Exports Slip in May
Manufactured goods exports slipped in May 2011, according to the Commerce Department trade data released today, falling 1 percent from April, but still tying the record $95.8 billion set in March, seasonally adjusted. The decline put the year-over-year manufactured goods exports growth at 13 percent, slightly below the 15 percent annual rate of growth needed to double exports in five years.
Imports of manufactured goods, on the other hand, rose 3 percent in May, to a seasonally-adjusted $138 billion. Particularly rapid increases in imports were in petroleum-based products and also computers and computer accessories. As a result, the U.S. trade deficit in manufactured goods increased to a seasonally-adjusted $42 billion, reversing the improvement of the previous two months.
The one-month change in both exports and imports, however, is in line with the basic trends that have been visible since the beginning of 2009, with some months slightly above trend and some below. The May data are within the expected range, and cannot be taken to indicate a change in trend. The June data will be important in determining whether there has been a shift.
Nevertheless, the basic trend all year has been for imports of manufactured goods to outpace export growth, with the deficit tending to increase. Unless manufactured goods exports accelerate to a faster rate of growth, the manufactured goods deficit could slip into record territory by next year.
As has been the case all year, manufactured goods trade with America’s trade agreement partners has outperformed trade with countries with which the United States does not have trade agreements. The latest data indicate that 2011 is the fourth year in a row in which there is a manufactured goods trade surplus with trade agreement partners.

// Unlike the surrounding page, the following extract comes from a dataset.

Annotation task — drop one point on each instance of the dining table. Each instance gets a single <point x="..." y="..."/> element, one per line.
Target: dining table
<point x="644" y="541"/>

The surplus, moreover, appears to be increasing.
Since 2008, the United States has run a cumulative trade surplus of over $70 billion in manufactured goods trade with trade agreement partners, while running a cumulative deficit of more than $1.3 trillion with countries that are not trade agreement partners.
Those who are concerned about the U.S. trade deficit need to recognize that our trade problem is with countries that have not entered into agreements which will allow U.S. exports to them to increase faster. This highlights the need for more trade agreements to lower barriers to U.S. exports to more countries.
Frank Vargo is vice president international economic affairs, National Association of Manufacturers.